33. Re-registration of public company as private

(1)A public company may be re-registered as a private company if—(a)a special resolution complying with subsection (2) that it should be so re-registered is passed and has not been cancelled by the court;(b)an application for the purpose in the prescribed form and signed by a director or the secretary of the company is delivered to the registrar, together with a printed copy of the memorandum and articles of the company as altered by the resolution;(c)the period during which an application for the cancellation of the resolution under this Act may be made has expired without any such application having been made; or(d)where an application under this section is made and the application is withdrawn or an order is made under section 34(5) confirming the resolution and a copy of that order is delivered to the registrar.
(2)The special resolution must alter the company’s memorandum so that it no longer states that the company is to be a public company and must make such other alterations in the company’s memorandum and articles as are required in the circumstances.
(3)A company shall not under this section be re-registered otherwise than as a company limited by shares or by guarantee.
(4)The re-registration of a public company as a private company shall not affect the rights or liabilities of the company in respect of any debt or obligation incurred or any contract entered into, by, with or on behalf of the company before the re-registration.

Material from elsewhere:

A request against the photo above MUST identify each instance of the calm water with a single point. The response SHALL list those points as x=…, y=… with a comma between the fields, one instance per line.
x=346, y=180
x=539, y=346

34. Objection to resolution under section 33

(1)Where a special resolution by a public company to be re­registered under section 31 as a private company has been passed, an application may be made to the registrar for the cancellation of that resolution.
(2)The application under subsection (1) may be made—(a)by the holders of not less in aggregate than five percent in nominal value of the company’s issued share capital or any class of shares in the company;(b)if the company is not limited by shares, by not less than five percent of its members; or(c)by not less than fifty of the company’s members, but not by a person who has consented to or voted in favour of the resolution.
(3)The application must be made within twenty eight days after the passing of the resolution and may be made on behalf of the persons entitled to make the application by such one or more of their number as they may appoint in writing for the purpose.
(4)Where such an application is made, the company shall give notice in the prescribed form of that fact to the registrar.
(5)On the hearing of the application, the registrar shall make an order cancelling or confirming the resolution and—(a)may make that order on such terms and conditions as he or she thinks fit and may adjourn the proceedings in order that an arrangement may be made to the satisfaction of the registrar for the purchase of the interests of dissenting members; and(b)may give such directions and make such orders as it thinks expedient for facilitating or carrying into effect the arrangement.
(6)The order of the registrar may provide for the purchase by the company of the shares of any of its members and for the reduction accordingly of the company’s capital and may make such alterations in the company’s memorandum and articles as may be required in consequence of that provision.
(7)Where the order of the registrar requires the company not to make any or any specified alteration in its memorandum or articles, the company shall not without the leave of the registrar make any such alteration.
(8)An alteration in the memorandum or articles made by virtue of an order under this section, if not made by resolution of the company is of the same effect as if duly made by resolution and this Act applies accordingly to the memorandum or articles as so altered.
(9)A company which fails to comply with subsections (4) or (7) and any officer of it who is in default is liable to a fine of twenty five currency points and, for continued contravention, to a daily default fine of five currency points.
(10)A person aggrieved by a decision of the registrar made under this section may appeal to court

35. Certificate of re-registration

(1)If the registrar is satisfied that a company may be re-­registered under section 33 he or she shall—(a)retain the application and other documents delivered to him or her under that section; and(b)issue the company with a certificate of incorporation appropriate to a private company.
(2)On the issue of the certificate—(a)the company by virtue of the issue becomes a private company; and(b)the alterations in the memorandum and articles set out in the resolution under section 33 take effect accordingly.
(3)The certificate is conclusive evidence that—(a)the requirements of section 33 in respect of re-registration and of matters precedent and incidental to it have been complied with; and(b)the company is a private company.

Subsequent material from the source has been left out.